Times being what they were, Sedigeh was not allowed to pursue her education past sixth grade and was married shortly thereafter. All her brothers became engineers and doctors. My father found this a huge injustice. He always told me that if his sister had been able to pursue her education, she would have become the best doctor of them all, for not only was she smart, she was resourceful as well.

Related Characters: Firoozeh Dumas (speaker), Kazem , Aunt Sedigeh
Page Number: 100
Explanation and Analysis:

Firoozeh describes the life of her Aunt Sedigeh, an intelligent, resourceful woman who nonetheless never had a professional career because of her gender. Kazem, Sedigeh’s brother, often says that Sedigeh was more than intelligent enough to become a successful doctor. He finds it outrageous that Sedigeh never got to pursue her career, and it’s further implied that he encourages Firoozeh, his daughter, to pursue her own education in order to ensure that she achieves the professional success that was denied his sister.

The passage shows that Kazem, despite his Iranian roots, doesn’t embrace every aspect of Iranian culture. Where many Iranians believe that women should forego their education and career in order to marry and settle down, Kazem believes that women, no less than men, should pursue professional success if they want to. That Firoozeh becomes so successful as an adult is, in no small way, the result of the encouragement Sedigeh and Kazem give her.

Chapter 22 Quotes

Once my mother realized that I wanted to marry François, she said, "He will be like a third son to me," and wiped the tears off her face. At that very moment, my mother threw aside everything she and her generation knew about marriage and entered a new world where daughters select their own husbands. She became a pioneer.

Related Characters: Firoozeh Dumas (speaker), Nazireh (speaker), François Dumas
Page Number: 144
Explanation and Analysis:

In Chapter 22, Firoozeh has decided that she’s going to marry François Dumas, a French classmate of hers at Berkeley.
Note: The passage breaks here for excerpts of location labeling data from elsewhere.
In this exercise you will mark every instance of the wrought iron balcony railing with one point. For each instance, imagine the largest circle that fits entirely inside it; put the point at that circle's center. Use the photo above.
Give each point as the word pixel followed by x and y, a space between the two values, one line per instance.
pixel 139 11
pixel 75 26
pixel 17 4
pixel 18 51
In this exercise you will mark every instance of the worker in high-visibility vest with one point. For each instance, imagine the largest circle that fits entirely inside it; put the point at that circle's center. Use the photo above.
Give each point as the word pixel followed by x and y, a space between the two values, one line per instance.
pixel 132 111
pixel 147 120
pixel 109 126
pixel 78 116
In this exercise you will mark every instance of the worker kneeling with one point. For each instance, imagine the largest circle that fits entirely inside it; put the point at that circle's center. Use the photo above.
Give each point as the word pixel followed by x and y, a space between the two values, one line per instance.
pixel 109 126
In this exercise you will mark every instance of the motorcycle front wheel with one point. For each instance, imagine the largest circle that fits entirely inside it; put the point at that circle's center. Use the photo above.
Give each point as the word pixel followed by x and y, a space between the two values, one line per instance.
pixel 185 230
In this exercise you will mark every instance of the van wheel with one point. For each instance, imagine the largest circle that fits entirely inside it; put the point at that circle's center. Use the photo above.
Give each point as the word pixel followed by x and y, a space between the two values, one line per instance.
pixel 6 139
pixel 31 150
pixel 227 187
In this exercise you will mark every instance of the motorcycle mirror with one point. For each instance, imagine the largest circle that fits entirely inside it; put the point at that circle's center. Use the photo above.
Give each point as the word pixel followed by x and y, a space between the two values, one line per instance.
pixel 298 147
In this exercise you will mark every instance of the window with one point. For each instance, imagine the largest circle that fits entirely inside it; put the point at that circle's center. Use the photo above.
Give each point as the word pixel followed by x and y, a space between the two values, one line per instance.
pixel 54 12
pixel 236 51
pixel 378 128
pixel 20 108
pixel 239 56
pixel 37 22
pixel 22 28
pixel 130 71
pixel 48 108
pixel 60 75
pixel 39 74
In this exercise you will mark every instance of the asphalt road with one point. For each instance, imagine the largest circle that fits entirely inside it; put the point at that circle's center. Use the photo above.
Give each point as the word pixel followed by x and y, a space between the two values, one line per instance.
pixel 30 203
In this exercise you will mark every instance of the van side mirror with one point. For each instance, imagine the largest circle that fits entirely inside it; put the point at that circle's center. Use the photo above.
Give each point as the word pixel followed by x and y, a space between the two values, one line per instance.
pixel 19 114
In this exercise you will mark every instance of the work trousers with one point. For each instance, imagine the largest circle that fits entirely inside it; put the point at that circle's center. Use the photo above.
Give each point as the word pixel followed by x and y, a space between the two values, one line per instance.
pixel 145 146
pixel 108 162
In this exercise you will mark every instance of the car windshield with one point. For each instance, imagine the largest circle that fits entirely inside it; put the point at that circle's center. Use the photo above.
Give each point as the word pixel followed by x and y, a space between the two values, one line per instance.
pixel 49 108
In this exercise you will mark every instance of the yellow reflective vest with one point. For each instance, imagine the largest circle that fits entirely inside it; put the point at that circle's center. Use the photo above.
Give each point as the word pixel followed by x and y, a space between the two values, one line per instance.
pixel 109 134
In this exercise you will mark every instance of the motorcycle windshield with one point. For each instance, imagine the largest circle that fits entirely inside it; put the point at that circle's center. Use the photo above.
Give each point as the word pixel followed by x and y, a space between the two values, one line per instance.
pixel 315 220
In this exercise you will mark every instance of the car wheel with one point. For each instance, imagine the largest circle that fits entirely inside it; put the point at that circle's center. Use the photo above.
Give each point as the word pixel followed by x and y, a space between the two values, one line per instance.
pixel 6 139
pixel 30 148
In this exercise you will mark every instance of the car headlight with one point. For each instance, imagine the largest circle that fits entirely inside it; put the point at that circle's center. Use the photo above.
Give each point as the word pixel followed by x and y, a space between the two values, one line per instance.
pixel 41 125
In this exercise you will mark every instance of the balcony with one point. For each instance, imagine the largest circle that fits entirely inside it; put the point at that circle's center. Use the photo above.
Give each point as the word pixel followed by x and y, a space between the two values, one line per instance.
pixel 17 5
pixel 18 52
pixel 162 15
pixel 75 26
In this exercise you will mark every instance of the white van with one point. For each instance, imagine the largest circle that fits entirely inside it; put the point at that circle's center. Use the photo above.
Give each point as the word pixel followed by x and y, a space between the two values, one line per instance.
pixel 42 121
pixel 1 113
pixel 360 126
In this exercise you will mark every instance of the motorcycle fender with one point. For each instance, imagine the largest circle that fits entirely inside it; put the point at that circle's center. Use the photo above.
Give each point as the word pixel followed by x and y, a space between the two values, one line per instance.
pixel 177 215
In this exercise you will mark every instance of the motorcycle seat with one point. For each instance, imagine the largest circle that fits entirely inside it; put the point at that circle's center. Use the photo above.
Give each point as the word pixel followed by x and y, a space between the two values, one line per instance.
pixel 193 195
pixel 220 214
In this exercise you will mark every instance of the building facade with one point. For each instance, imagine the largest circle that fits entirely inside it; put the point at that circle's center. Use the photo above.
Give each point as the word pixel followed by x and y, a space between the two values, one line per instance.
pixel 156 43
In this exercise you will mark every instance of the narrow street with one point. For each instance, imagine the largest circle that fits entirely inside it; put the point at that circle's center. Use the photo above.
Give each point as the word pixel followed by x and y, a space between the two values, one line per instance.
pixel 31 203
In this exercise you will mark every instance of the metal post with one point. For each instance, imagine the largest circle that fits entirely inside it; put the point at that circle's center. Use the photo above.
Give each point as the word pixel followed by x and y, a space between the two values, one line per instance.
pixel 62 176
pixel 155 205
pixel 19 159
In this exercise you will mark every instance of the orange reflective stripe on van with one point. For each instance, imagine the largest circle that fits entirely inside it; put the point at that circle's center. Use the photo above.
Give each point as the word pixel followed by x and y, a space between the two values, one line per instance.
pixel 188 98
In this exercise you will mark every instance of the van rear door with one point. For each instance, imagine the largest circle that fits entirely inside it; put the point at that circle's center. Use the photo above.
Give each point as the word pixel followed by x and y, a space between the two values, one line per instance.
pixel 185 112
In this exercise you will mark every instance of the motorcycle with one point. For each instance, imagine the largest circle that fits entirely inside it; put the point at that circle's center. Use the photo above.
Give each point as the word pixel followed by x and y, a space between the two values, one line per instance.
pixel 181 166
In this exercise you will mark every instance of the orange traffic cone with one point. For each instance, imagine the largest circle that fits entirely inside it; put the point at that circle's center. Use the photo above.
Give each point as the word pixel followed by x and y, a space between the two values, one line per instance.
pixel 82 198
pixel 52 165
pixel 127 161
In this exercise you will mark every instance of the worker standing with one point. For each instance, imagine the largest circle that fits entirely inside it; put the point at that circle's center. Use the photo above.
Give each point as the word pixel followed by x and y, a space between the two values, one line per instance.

When she introduces François to her parents, she’s somewhat afraid that they’ll refuse to support the marriage, because François isn’t Iranian, and he’s a Catholic. However, to Firoozeh’s delight and relief, her parents are very happy about the marriage. In Firoozeh’s eyes, Nazireh then becomes a “pioneer” for feminist values by supporting her daughter’s decision to marry François, rather than trying to cling to the traditions Nazireh herself was raised with.
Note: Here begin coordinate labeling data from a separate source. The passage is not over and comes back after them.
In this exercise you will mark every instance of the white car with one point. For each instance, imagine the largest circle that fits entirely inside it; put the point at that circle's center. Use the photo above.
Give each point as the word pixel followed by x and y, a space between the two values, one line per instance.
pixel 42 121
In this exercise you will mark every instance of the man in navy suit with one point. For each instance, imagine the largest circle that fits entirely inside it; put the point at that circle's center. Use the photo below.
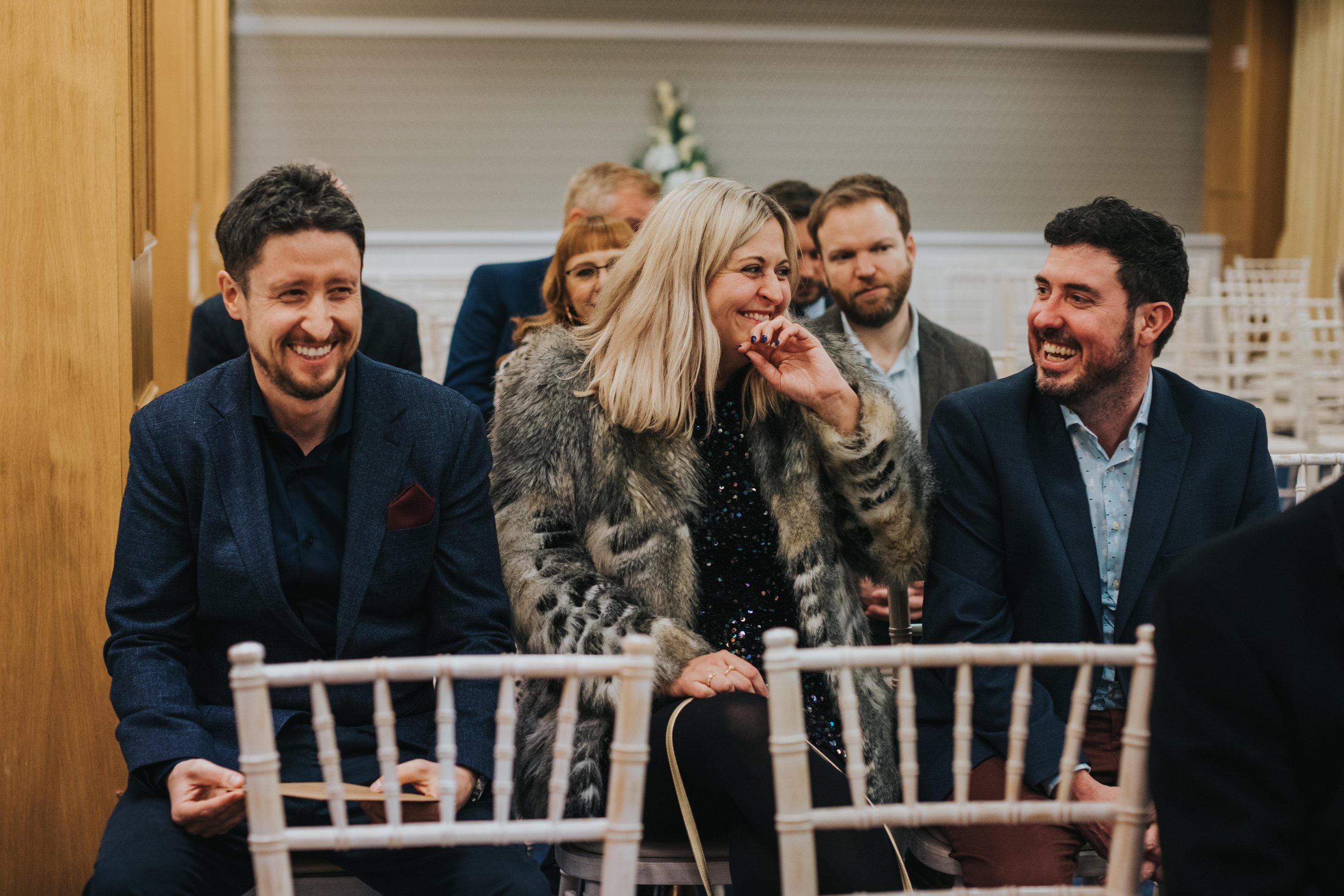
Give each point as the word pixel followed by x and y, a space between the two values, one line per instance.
pixel 1045 529
pixel 499 293
pixel 326 505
Nazireh is one of the most moving characters in the memoir. She’s clearly a wonderful, loving woman, but she’s not as much of a presence in the memoir and Kazem, and Firoozeh often seems much closer with her father than with her mother. However, even though Nazireh herself was raised in a traditionally conservative Iranian culture, she abandons these traditions for the greater good of her daughter’s happiness.

I could only hope that my wedding would work a bit of magic for this uninvited guest. I like to think that she eventually found a husband, a tall Iranian doctor maybe, or perhaps a short Mexican businessman with a big heart, or a medium-built Irish Catholic book vendor whose family thinks she's the best thing that ever happened to their son.
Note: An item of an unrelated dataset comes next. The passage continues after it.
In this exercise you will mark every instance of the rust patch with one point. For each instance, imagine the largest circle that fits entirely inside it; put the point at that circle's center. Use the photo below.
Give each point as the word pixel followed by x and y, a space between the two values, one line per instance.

Related Characters: Firoozeh Dumas (speaker)
Page Number: 153
Explanation and Analysis:

Toward the end of the chapter, Firoozeh describes her wedding, during which the two families come together (although very few people from François’s side show up) and celebrate the happy occasion with a mixture of Catholic and Iranian traditions. At the end of the night, Firoozeh throws her bridal bouquet (a traditional Western marital practice—legend has it that whoever catches the bouquet will be the next to get married). The woman who catches the bouquet, a woman named Soheila, isn’t related to either family in any way—Firoozeh’s relatives invited her because she had done a family member a favor. However, it’s significant that Firoozeh concludes the chapter by suggesting that it doesn’t matter what the ethnicity of Soheila’s husband is. Firoozeh’s marriage to François is a major event in her family’s history, because François isn’t Iranian, and Firoozeh hopes that other women will marry for love, as she has done, even if their culture encourages them to only marry people of the same ethnicity.

Chapter 24 Quotes

I remembered how much I admired Jane Fonda's nose when I was in fourth grade in Tehran, and how much I hated my own. Thinking of all that wasted energy, I wanted to scream and tell my fellow countrymen and countrywomen that a nose by any other name is just a nose.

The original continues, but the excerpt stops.